When I tried reading the search.log I found that the searches failed in less than a second, and that there are at least four different sets of error logs. The most common one is this (took only the part that contains errors):
[Info] Database directory manager::bucket - use booomfilter = true
[Error] stmgr -dir='D:.....\db\hot_v1_5761' st_query failed rc=-2 warm_rc=[0,0] query [1510686487,1510688868,[ AND myfield sourcetype::maingws ]] is_exact=false
Info batchsearch - recategorizing myapp~5760~xxxxx~xxxxx~xxxxx~xxxxx~xxxxx as non-restartable for responsiveness.
This log lines are then printed several times, every time with different db directory, and then the search is shut down, and the final log is the "bad allocation".
I checked the server resourced when running the dashboard and the RAM looked fine (about 60%), the CPU peeked from 30% to 100% for a few moments and then returned to normal, but the network and diskIO looked really bad (both was about 100% for a few minutes).
Do you have any idea how to overcome this problem? What more can I check?
Would you recommend to split my data to another disk to decrease diskIO usage?
If I'll use a search head instead of using my indexer for searching, would it solve this?
Do you recall what your paging (page) file or virtual memory setting are set to? I'm having a similar issue to what you are describing and I'm wondering if this could be an issue with the available RAM and virtual memory for memory-intensive searches.

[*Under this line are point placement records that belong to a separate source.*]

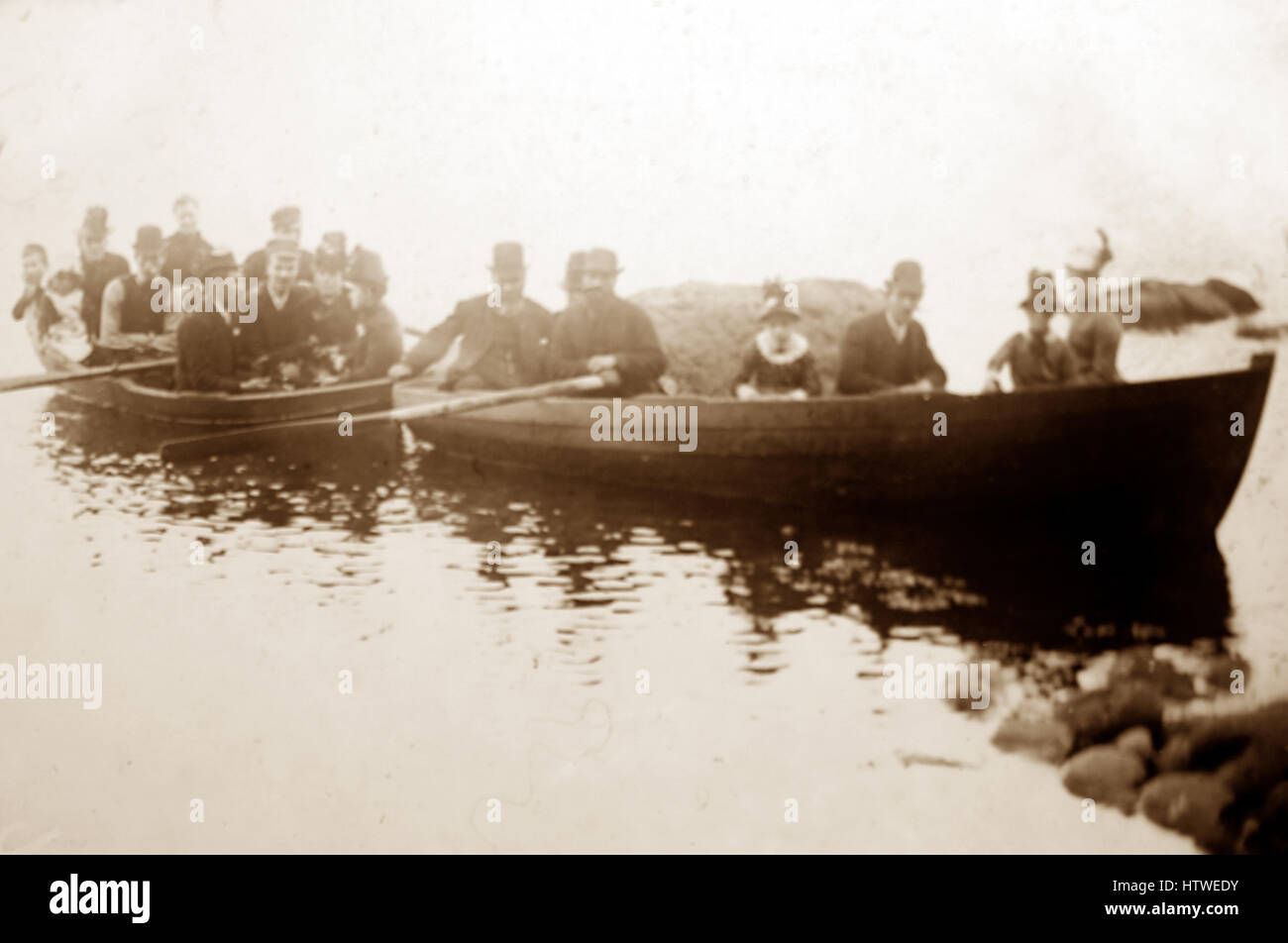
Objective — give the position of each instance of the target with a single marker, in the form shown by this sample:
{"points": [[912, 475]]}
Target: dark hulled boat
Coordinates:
{"points": [[1162, 454], [187, 407]]}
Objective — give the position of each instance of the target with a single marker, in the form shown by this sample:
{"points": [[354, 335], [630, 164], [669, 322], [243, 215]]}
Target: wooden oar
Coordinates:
{"points": [[77, 375], [273, 433]]}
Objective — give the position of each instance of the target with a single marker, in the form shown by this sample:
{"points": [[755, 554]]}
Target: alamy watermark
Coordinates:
{"points": [[645, 424], [233, 295], [1061, 294], [938, 681], [53, 681]]}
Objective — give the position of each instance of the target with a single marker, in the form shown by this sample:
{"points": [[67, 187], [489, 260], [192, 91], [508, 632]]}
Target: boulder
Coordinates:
{"points": [[1043, 740], [1137, 741], [1096, 716], [1192, 804], [1266, 832], [1106, 773]]}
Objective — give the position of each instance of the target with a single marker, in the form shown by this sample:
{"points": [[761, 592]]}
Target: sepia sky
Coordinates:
{"points": [[699, 140]]}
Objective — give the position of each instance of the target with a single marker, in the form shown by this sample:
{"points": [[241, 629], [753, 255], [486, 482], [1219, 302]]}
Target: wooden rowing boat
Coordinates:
{"points": [[184, 407], [1158, 454]]}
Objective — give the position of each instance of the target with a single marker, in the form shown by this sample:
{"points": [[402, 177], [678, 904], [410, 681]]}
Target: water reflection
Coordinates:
{"points": [[579, 562]]}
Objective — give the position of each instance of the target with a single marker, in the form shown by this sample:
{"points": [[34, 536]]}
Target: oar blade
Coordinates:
{"points": [[281, 436], [278, 438]]}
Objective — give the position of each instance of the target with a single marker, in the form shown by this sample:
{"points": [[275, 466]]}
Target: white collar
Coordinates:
{"points": [[795, 350], [900, 331], [283, 299]]}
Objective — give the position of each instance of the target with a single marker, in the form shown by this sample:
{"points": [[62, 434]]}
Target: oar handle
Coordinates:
{"points": [[245, 440]]}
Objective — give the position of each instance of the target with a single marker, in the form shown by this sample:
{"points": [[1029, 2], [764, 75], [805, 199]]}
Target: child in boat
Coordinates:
{"points": [[1035, 357], [206, 352], [778, 363], [380, 344], [50, 307]]}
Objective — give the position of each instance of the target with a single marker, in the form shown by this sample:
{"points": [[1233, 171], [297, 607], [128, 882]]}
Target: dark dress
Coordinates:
{"points": [[95, 278], [206, 359], [872, 360], [188, 254], [772, 372], [1035, 361], [278, 334], [336, 324], [497, 351], [378, 347], [608, 326]]}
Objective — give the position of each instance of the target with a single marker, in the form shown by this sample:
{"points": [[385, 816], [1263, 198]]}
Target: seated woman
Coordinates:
{"points": [[206, 350], [132, 322], [1035, 357], [380, 344], [778, 363]]}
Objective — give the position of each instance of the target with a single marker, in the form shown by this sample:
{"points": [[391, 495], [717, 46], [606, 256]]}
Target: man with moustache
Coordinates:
{"points": [[279, 333], [97, 266], [505, 337], [335, 322], [887, 352], [129, 318], [185, 250], [380, 343], [608, 335], [205, 359], [286, 224]]}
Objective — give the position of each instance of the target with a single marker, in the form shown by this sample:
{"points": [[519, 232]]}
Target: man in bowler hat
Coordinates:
{"points": [[505, 337]]}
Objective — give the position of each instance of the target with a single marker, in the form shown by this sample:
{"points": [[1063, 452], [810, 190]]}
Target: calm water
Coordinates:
{"points": [[496, 628]]}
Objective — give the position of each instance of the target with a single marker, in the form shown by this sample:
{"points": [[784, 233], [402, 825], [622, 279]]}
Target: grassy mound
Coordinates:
{"points": [[704, 329]]}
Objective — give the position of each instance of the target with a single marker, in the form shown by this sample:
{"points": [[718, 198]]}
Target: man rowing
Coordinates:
{"points": [[286, 224], [888, 351], [380, 346], [34, 307], [335, 322], [505, 337], [608, 335], [130, 320], [206, 356], [283, 322], [1035, 357], [98, 266], [185, 250]]}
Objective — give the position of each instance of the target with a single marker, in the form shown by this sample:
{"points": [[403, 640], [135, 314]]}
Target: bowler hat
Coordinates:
{"points": [[149, 240], [507, 260], [95, 222], [907, 274], [603, 261]]}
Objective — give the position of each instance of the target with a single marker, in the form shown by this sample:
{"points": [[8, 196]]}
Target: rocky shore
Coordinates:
{"points": [[1172, 736]]}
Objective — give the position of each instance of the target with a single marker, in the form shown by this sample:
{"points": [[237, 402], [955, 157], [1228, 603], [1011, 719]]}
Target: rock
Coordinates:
{"points": [[1138, 741], [1099, 715], [1192, 804], [1106, 773], [1043, 740], [1266, 832], [1160, 674], [1257, 738]]}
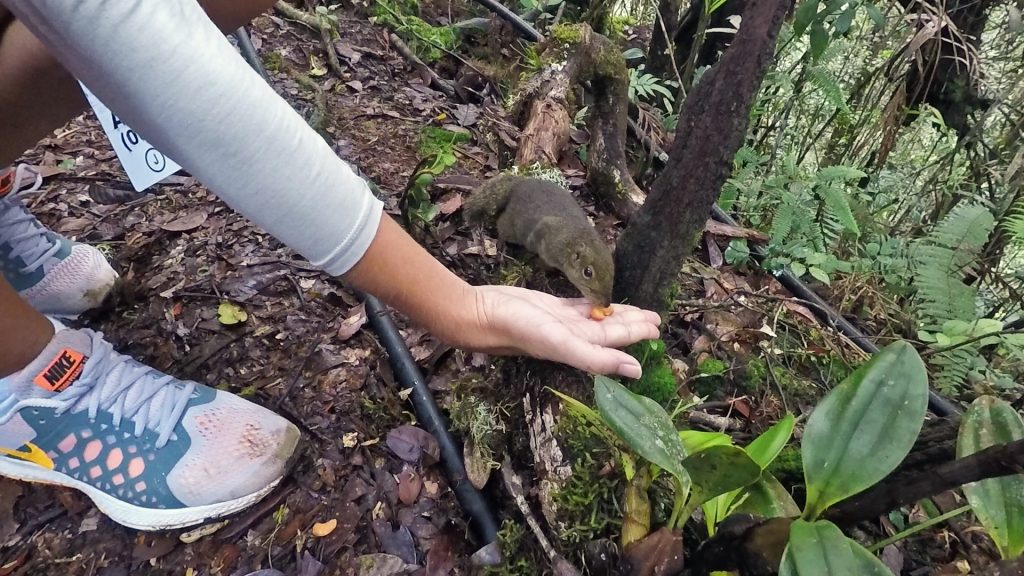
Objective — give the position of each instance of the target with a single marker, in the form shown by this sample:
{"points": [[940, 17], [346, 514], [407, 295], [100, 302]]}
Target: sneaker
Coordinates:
{"points": [[151, 451], [55, 276]]}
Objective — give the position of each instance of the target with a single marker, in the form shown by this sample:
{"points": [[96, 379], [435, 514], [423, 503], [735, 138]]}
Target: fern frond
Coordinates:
{"points": [[828, 85], [838, 204], [942, 258], [785, 216], [951, 368], [1014, 224]]}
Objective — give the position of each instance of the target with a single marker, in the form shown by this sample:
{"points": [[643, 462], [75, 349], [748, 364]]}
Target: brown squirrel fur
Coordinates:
{"points": [[544, 217]]}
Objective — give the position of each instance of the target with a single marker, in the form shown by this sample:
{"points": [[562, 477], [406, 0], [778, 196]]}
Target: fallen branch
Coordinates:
{"points": [[590, 57], [317, 25], [436, 81], [894, 492], [514, 485]]}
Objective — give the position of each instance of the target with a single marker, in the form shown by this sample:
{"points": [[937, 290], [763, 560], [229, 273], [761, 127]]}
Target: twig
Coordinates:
{"points": [[436, 81], [514, 485], [317, 25], [971, 340], [1004, 459]]}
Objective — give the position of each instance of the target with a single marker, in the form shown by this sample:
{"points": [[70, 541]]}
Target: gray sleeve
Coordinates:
{"points": [[167, 71]]}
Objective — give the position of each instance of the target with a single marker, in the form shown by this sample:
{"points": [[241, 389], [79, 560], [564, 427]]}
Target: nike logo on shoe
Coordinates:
{"points": [[60, 373], [34, 454]]}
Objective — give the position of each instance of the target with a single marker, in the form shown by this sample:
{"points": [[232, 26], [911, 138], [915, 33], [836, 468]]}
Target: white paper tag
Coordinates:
{"points": [[143, 164]]}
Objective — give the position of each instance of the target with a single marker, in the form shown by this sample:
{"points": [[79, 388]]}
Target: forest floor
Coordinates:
{"points": [[305, 352]]}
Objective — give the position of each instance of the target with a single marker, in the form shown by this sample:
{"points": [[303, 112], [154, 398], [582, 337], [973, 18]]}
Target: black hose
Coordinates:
{"points": [[248, 50], [936, 403], [482, 519], [523, 27]]}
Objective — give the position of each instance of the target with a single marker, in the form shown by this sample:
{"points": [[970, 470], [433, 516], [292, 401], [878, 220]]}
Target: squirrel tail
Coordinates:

Found out that about 80% out the memory splunk consumed on my machine was used for rested input. When I have disabled all my rest requests the "bad allocation" error was gone, meaning it was after all a memory problem. The problem was that even though my server is pretty strong, splunk is only using about 50% of its memory. 60% tops. I modified some values in the limits.conf file, and now it look like my splunk server is using much more of the memory, so even with the rested input no bad allocation errors are returned.
Ok. For most of my dashboard the settings I've changed did the work. But still, for some of the dashboard that contains lots of panels the error is still there.
This are the changes I've made in the limits.conf:
Search_process_mode = auto
Enable_memory_tracker = true
Search_process_memory_usage_percentage_threshold = 80
Batch_search_max_pipeline = 2
The changes did made most of the dashboard's searches better. I've tried tweaking the values to make all of my dashboards better, but for it didn't worked.